Today the company announced it was debuting a V7 Go, a software platform that relies on large AI models to automate white collar business tasks.

The company said the platform is already being used by a number of customers, including an asset management firm that is using it to extract data from confidential memos; a biotech company that is using it to mine information from scientific research papers; and a freight company that is using it to automate the processing of shipping documents.
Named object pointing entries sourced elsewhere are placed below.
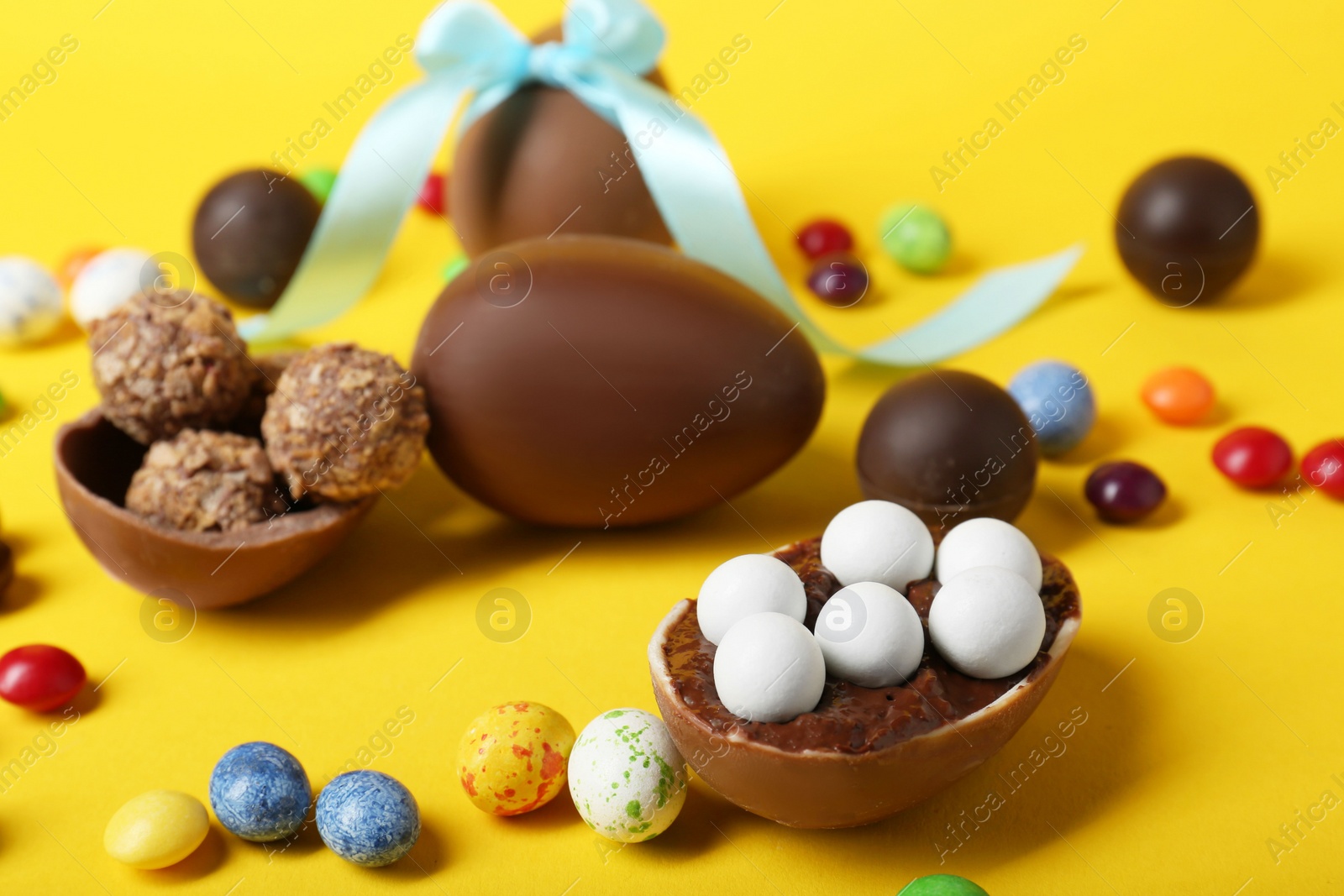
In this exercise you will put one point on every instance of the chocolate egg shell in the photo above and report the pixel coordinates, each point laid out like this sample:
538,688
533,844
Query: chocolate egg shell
951,446
542,160
250,233
1187,228
94,463
600,382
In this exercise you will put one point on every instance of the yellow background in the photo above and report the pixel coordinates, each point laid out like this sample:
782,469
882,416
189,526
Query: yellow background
1187,763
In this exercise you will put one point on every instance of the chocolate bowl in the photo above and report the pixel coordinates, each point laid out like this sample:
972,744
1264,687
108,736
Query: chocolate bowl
862,754
94,463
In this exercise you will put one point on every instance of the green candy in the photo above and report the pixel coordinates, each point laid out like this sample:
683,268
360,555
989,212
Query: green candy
916,238
941,886
319,181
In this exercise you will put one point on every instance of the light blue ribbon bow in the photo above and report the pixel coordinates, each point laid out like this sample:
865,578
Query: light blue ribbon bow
468,47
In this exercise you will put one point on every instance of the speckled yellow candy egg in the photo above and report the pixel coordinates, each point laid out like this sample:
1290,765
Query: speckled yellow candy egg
512,758
156,829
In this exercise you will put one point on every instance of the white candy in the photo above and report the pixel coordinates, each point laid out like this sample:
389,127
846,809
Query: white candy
988,543
105,282
627,777
769,668
987,622
870,636
877,542
745,586
30,301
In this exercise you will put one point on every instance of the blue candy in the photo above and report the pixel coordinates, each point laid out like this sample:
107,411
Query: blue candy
367,817
260,792
1058,403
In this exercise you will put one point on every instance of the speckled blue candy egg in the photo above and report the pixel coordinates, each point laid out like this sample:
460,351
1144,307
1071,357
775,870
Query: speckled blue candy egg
1058,403
260,792
367,819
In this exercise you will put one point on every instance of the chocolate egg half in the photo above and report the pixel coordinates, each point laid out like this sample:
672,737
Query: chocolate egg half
541,163
602,382
951,446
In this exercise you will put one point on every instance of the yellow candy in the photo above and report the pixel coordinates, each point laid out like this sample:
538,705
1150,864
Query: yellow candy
512,759
156,829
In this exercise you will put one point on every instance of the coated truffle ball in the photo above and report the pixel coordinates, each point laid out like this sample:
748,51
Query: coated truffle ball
202,481
168,362
250,233
344,423
951,446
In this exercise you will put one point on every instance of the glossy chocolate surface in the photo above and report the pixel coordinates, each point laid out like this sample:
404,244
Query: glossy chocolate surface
1187,228
602,382
951,446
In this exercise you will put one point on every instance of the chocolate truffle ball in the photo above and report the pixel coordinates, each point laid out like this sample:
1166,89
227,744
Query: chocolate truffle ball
951,446
203,481
1187,228
250,233
168,362
344,423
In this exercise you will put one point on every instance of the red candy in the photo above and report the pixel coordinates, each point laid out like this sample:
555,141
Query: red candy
1253,457
432,194
1323,466
40,678
824,237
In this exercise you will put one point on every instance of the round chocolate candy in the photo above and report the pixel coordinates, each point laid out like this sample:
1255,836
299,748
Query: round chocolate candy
1187,228
951,446
250,233
541,163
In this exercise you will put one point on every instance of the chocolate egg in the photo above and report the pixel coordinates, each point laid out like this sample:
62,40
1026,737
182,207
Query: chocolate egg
542,161
1187,228
602,382
250,233
951,446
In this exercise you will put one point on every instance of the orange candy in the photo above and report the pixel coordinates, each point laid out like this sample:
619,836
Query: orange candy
1179,396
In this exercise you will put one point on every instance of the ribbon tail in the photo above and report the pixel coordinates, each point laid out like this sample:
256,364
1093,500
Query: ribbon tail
378,183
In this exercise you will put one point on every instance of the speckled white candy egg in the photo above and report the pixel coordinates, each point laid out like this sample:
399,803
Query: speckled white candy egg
30,301
105,282
627,778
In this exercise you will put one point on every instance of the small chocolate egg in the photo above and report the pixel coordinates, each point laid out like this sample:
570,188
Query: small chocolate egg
602,382
1187,228
542,161
250,233
951,446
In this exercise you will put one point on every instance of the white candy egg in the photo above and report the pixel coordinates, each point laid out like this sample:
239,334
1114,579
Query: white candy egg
105,282
745,586
30,301
870,634
769,668
987,542
627,778
877,542
987,622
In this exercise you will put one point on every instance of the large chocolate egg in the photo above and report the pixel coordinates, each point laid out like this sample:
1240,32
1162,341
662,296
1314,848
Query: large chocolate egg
951,446
250,233
604,382
541,163
1187,228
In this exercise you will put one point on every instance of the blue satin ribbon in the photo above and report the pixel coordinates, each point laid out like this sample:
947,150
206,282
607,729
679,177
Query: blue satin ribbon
468,49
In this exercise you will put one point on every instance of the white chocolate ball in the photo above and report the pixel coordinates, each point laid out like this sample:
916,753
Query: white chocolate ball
987,622
877,542
769,668
870,634
987,542
30,301
105,282
745,586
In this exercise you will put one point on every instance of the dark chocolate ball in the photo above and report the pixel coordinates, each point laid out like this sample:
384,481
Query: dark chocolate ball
541,163
951,446
1187,228
250,233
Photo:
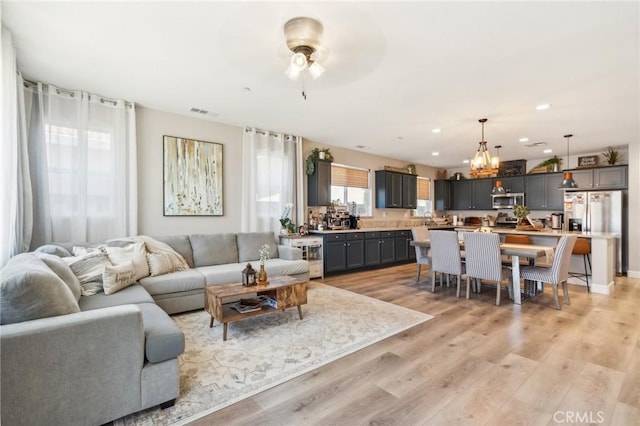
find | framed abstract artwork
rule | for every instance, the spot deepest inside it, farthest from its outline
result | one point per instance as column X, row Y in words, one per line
column 192, row 177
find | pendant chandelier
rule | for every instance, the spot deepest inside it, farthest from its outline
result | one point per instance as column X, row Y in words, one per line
column 567, row 177
column 482, row 164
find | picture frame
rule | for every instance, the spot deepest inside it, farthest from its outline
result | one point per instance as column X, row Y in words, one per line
column 588, row 161
column 192, row 177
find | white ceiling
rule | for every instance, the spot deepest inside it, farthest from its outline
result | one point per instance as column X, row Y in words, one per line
column 394, row 71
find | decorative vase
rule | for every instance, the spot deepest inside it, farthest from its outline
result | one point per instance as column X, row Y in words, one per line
column 262, row 275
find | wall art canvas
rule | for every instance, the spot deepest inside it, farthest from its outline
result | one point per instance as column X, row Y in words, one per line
column 192, row 177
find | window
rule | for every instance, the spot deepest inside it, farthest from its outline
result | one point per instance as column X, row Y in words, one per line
column 424, row 200
column 351, row 185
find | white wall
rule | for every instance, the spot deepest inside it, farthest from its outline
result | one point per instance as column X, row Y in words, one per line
column 151, row 126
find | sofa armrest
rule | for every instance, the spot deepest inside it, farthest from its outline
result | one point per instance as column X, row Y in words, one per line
column 91, row 361
column 289, row 253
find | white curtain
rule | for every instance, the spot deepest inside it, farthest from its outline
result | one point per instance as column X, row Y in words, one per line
column 86, row 177
column 15, row 218
column 271, row 179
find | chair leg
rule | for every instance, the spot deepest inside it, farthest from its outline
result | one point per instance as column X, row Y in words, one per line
column 565, row 290
column 468, row 282
column 586, row 257
column 555, row 295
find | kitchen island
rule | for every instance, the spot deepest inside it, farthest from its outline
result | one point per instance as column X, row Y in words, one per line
column 603, row 253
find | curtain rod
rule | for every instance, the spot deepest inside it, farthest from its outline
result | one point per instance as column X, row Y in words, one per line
column 73, row 93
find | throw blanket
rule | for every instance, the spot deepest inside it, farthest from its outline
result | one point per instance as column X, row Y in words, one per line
column 158, row 247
Many consider business process automation the next big category poised to be disrupted by generative AI, as the technology moves from simply creating new content—such as composing emails or images—to carrying out the steps needed to complete a task. A growing number of venture-capital-backed startups are trying to create AI software that can act as an agent for people, carrying out tasks such as scheduling or purchasing. Adept AI, Elemental AI, and Interloom are among the others trying to grab a piece of the market.

Alberto Rizzoli, V7’s cofounder and CEO, told Fortune that the company decided to move into workplace automation because of its potential market size and after discovering that many of V7’s existing customers had started using V7’s existing software, called Darwin, to automate tasks beyond just labeling image data.
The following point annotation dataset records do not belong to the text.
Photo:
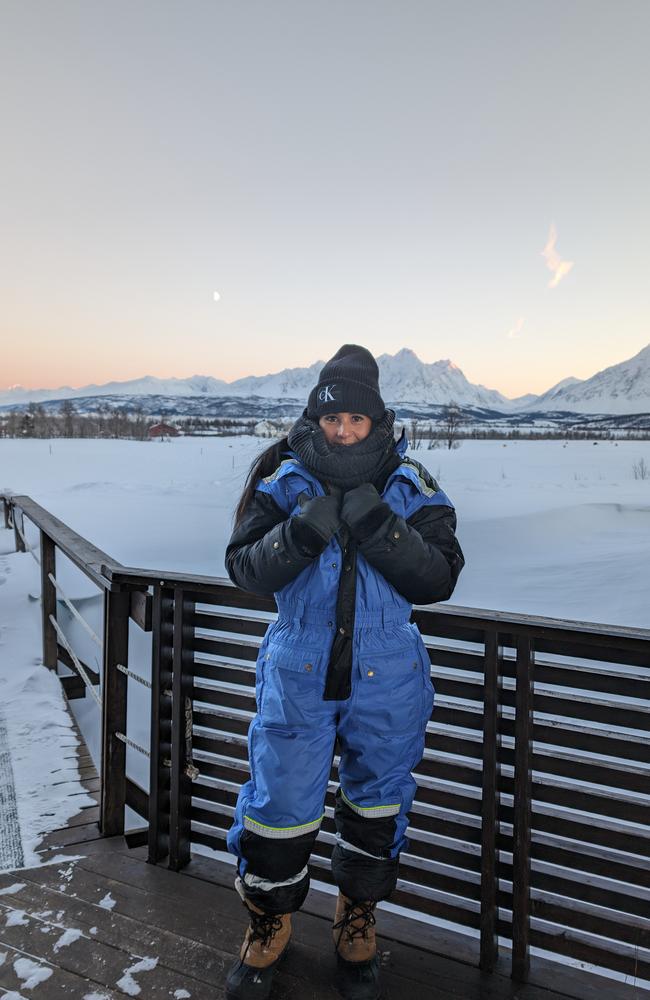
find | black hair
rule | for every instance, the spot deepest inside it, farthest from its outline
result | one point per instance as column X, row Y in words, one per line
column 262, row 466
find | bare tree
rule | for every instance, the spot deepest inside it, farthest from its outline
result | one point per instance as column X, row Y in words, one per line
column 451, row 422
column 415, row 434
column 67, row 412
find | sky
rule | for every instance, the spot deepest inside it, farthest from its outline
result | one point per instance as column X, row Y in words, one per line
column 468, row 180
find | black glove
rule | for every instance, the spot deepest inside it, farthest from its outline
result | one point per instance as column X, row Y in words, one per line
column 320, row 514
column 363, row 510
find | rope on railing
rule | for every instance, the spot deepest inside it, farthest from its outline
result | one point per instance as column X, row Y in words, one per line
column 82, row 673
column 29, row 548
column 68, row 603
column 131, row 743
column 134, row 676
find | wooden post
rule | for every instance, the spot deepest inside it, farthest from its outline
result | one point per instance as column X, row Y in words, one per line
column 18, row 538
column 114, row 684
column 490, row 805
column 48, row 600
column 180, row 797
column 522, row 809
column 161, row 718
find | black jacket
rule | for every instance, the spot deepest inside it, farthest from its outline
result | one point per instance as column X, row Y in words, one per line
column 420, row 557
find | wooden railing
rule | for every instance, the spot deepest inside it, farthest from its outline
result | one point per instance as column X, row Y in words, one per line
column 531, row 823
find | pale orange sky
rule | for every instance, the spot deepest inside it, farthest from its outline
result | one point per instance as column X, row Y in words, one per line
column 402, row 200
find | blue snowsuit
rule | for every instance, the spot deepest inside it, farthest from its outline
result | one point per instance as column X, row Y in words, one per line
column 379, row 730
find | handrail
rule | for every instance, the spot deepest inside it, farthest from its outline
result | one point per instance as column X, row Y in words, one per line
column 532, row 788
column 86, row 556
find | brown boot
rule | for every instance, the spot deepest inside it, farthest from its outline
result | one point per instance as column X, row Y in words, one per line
column 356, row 949
column 265, row 942
column 354, row 930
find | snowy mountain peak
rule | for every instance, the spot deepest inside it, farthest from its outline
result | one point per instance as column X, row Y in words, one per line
column 404, row 378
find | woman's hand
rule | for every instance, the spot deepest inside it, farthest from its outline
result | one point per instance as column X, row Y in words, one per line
column 321, row 514
column 363, row 510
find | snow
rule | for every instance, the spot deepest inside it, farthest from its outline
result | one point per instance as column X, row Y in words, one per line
column 547, row 528
column 127, row 983
column 622, row 388
column 9, row 890
column 31, row 972
column 34, row 718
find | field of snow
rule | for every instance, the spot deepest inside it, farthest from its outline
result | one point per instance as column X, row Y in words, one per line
column 547, row 528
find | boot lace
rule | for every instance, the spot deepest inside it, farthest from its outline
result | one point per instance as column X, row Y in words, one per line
column 264, row 927
column 357, row 919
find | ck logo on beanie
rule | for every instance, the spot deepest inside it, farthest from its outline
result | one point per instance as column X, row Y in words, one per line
column 326, row 394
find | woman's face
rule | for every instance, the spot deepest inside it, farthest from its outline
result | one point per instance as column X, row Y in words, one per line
column 345, row 428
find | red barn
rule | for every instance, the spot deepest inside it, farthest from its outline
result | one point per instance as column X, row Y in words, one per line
column 163, row 430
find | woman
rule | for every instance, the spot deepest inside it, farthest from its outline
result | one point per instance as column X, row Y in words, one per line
column 347, row 533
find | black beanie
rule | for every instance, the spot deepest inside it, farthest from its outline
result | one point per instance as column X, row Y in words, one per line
column 348, row 383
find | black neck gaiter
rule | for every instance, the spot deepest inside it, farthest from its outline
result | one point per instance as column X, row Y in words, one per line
column 346, row 466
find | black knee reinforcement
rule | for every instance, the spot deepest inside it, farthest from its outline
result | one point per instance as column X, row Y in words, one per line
column 360, row 877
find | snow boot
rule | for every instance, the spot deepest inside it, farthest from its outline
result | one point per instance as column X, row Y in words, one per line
column 356, row 949
column 265, row 942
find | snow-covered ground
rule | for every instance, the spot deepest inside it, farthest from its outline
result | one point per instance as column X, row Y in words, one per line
column 547, row 528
The existing market for business process automation was estimated at $10.2 billion in 2023, according to figures from Cognitive Market Research. But many see the existing players in the space—which include so-called robotic process automation firms, such as UiPath, and low-code application builders, such as Appian—as ripe for disruption because their existing software is not based on generative AI models.

Rizzoli said that many businesses want to use AI to automate aspects of work but lack the machine learning engineers to do so. So V7 wants to build simple software tools that essentially use AI to build AI, creating systems that can reliably carry out tasks.

With V7 Go, users can drop the files they want to use into the software platform and tell the software in plain English what to do, Rizzoli said.

The software uses AI models to automatically create a searchable tabular index—essentially a spreadsheet—of the information contained in the files. It also creates a spreadsheet-like interface listing the steps it intends to carry out in order to complete the task.

In one example, Rizzoli dropped a 40-page engineering report about a diesel engine along with the questionnaire for a spec sheet with 30 questions into V7 Go. In seconds, V7 Go completed the questions in the spec sheet automatically from the information found in the document. The software’s process can then be edited by a user through the spreadsheet-like interface to improve the steps the AI has devised for completing the task.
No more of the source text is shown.